We have some great news for those Americans who are still in the labor force (so that excludes about 92 million working age US citizens) and still have a (full-time) job: you are now working longer than ever! In fact, as JPM's Michael Cembalest observes using Conference Board data, the average manufacturing workweek is now just shy of 42 hours - the longest in over 60 years. And there are those who say Americans are lazy...
Of course, with labor productivity stuck in limbo this is to be expected: corporations, desperate to extract every last ounce of efficiency from their workers, are making them work hard, not smart, in order to boost bottom lines, and activist investors' P&Ls.
One tangent: even as companies are putting more people into the same amount of office space, reducing square footage per worker, the point at which more space will have to be added, or where the lack of slack becomes unbearable, is a long way away: as the chart below shows, while there was over 330 square feet per worker in 2011 when the average workweek was a little over 40 hours, it is currently roughly 20 square feet higher over 350. So yes: the slack if being absorbed. Very... Very... Slowly.
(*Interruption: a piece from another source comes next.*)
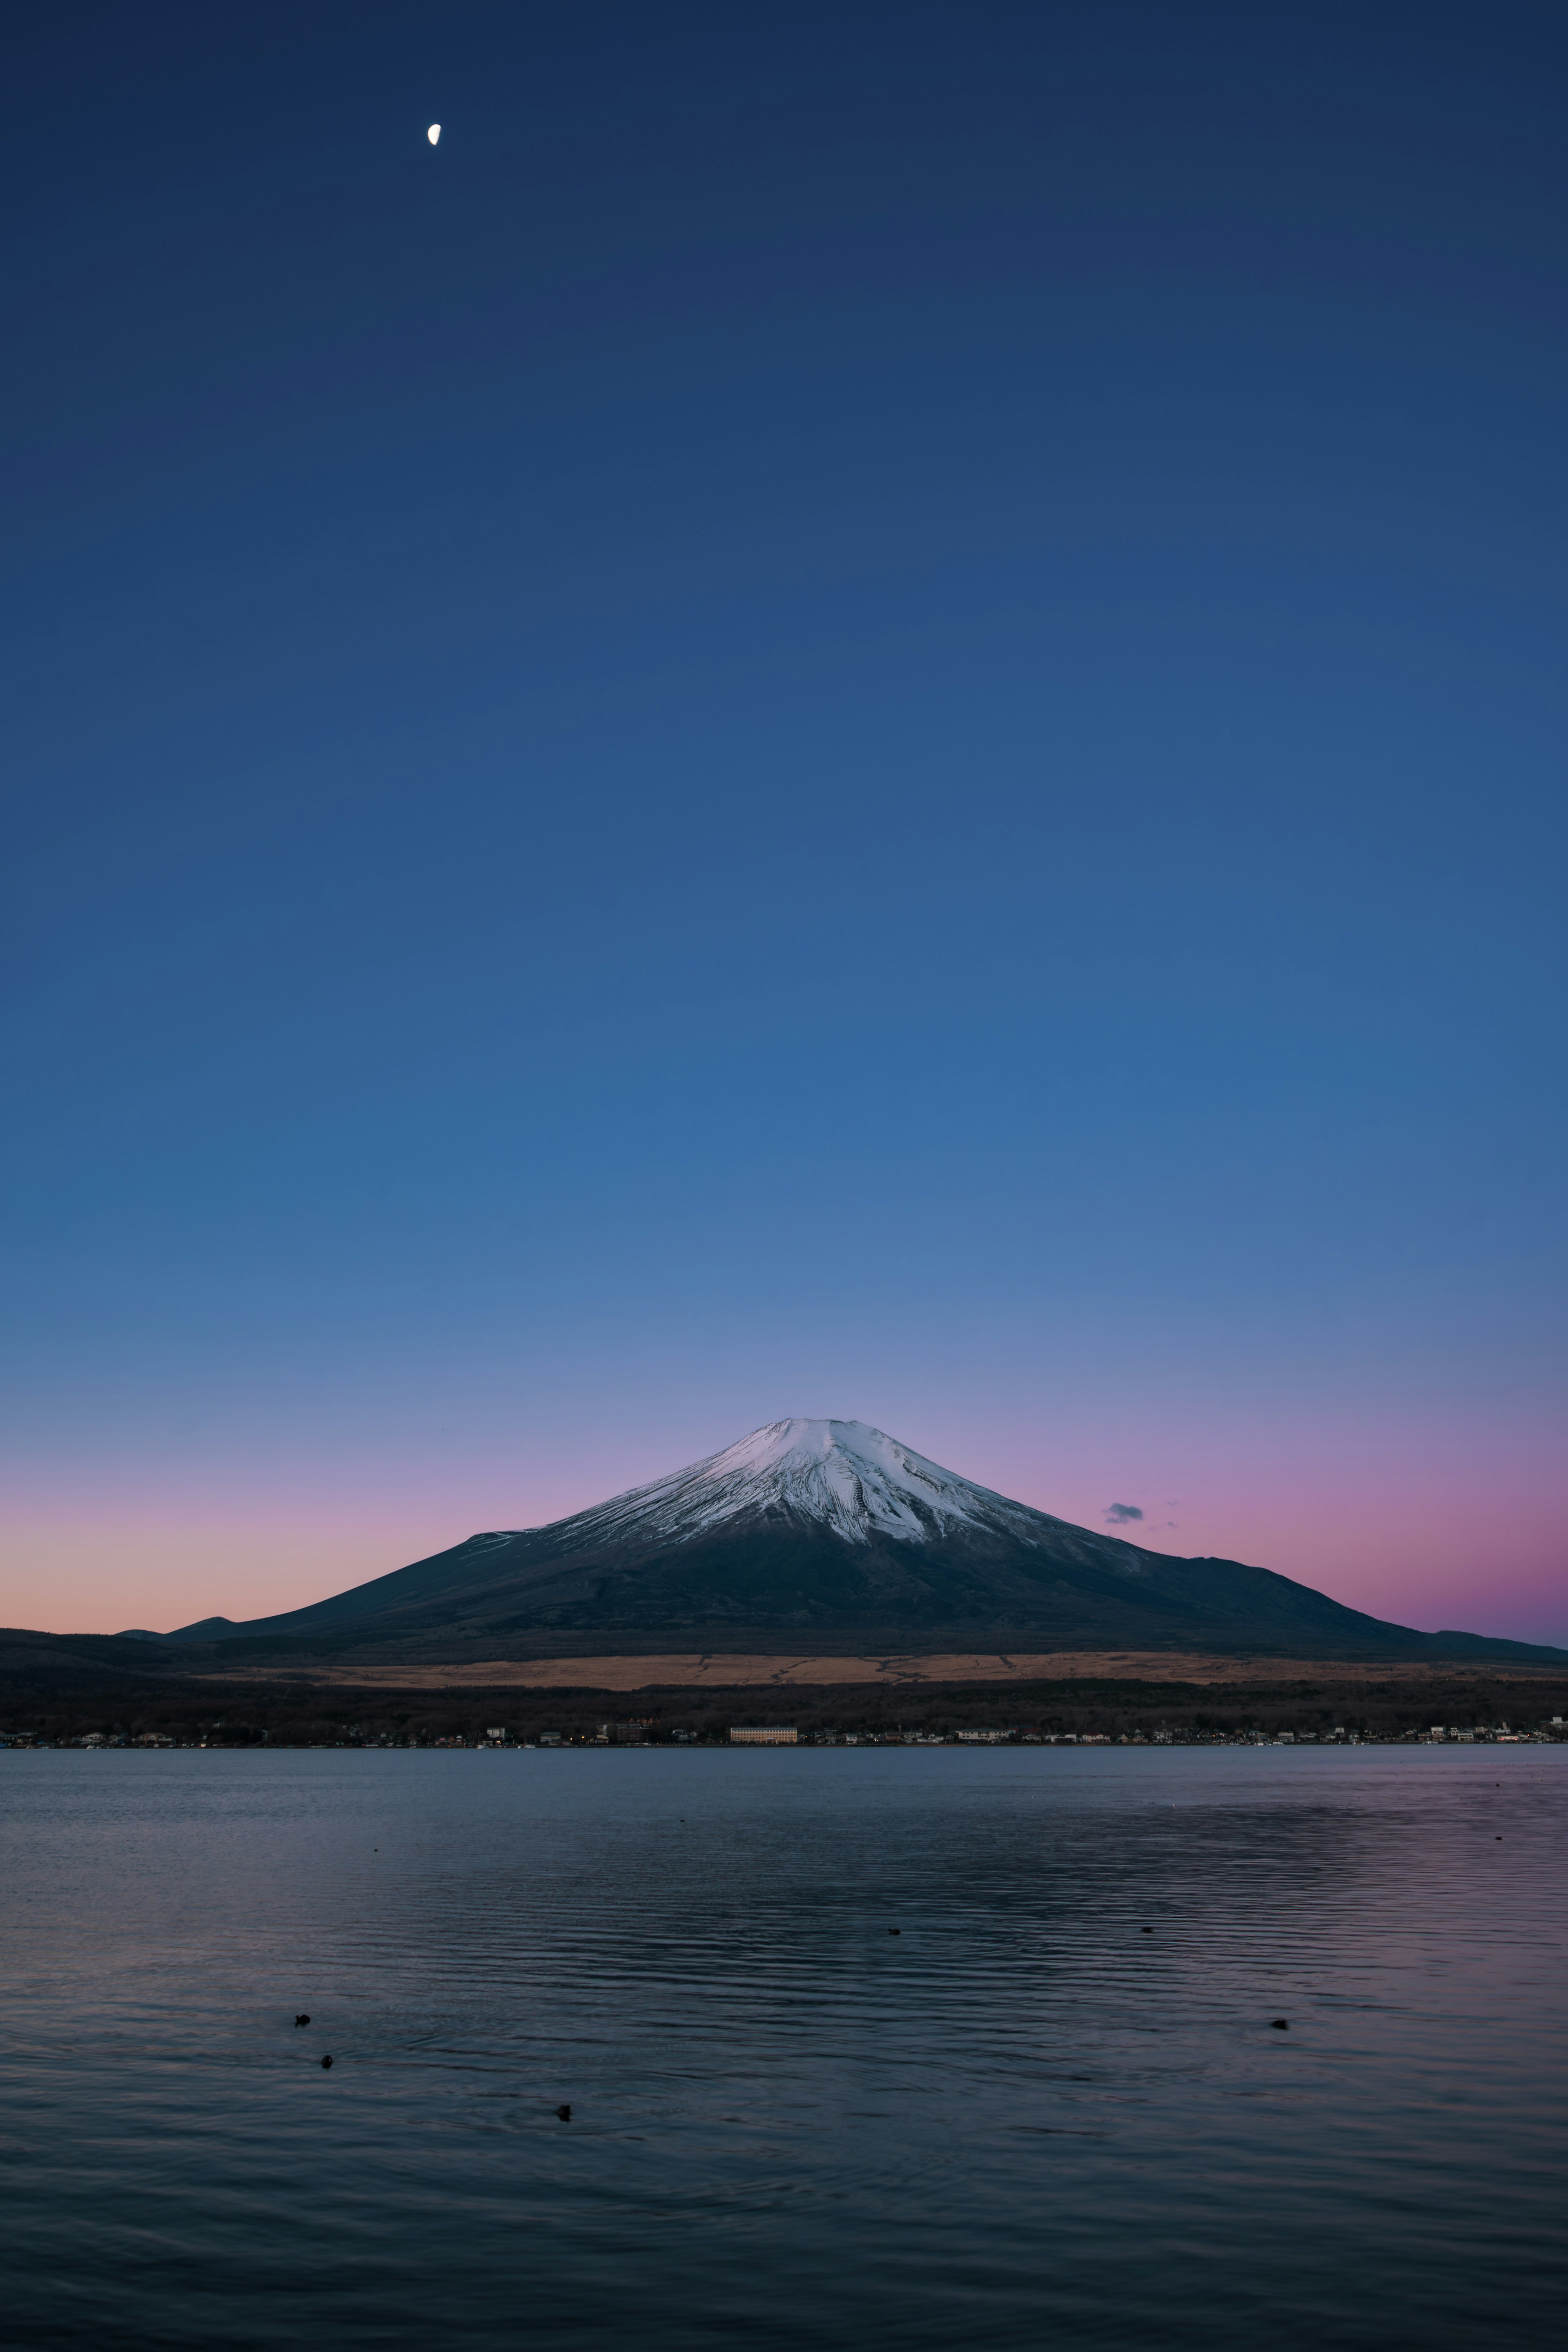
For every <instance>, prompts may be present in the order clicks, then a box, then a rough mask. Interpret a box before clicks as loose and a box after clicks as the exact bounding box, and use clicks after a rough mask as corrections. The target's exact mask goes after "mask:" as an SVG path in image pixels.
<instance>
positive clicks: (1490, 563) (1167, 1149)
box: [0, 0, 1568, 1642]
In fact at this rate, courtesy of the tens of millions of Americans who no longer have any chance of reentering the work force, all those betting on wage inflation as a result of slack absorption may have to wait another 5, 10 maybe 15 years before the existing labor capacity is hit and office space and new workers have to be added.
Until then, Americans have much longer workweeks to look forward to and not to mention, flat or declining wages to go along with it: after all in the New Normal, corporations - especially those who directly and indirectly control the Fed - have all the leverage.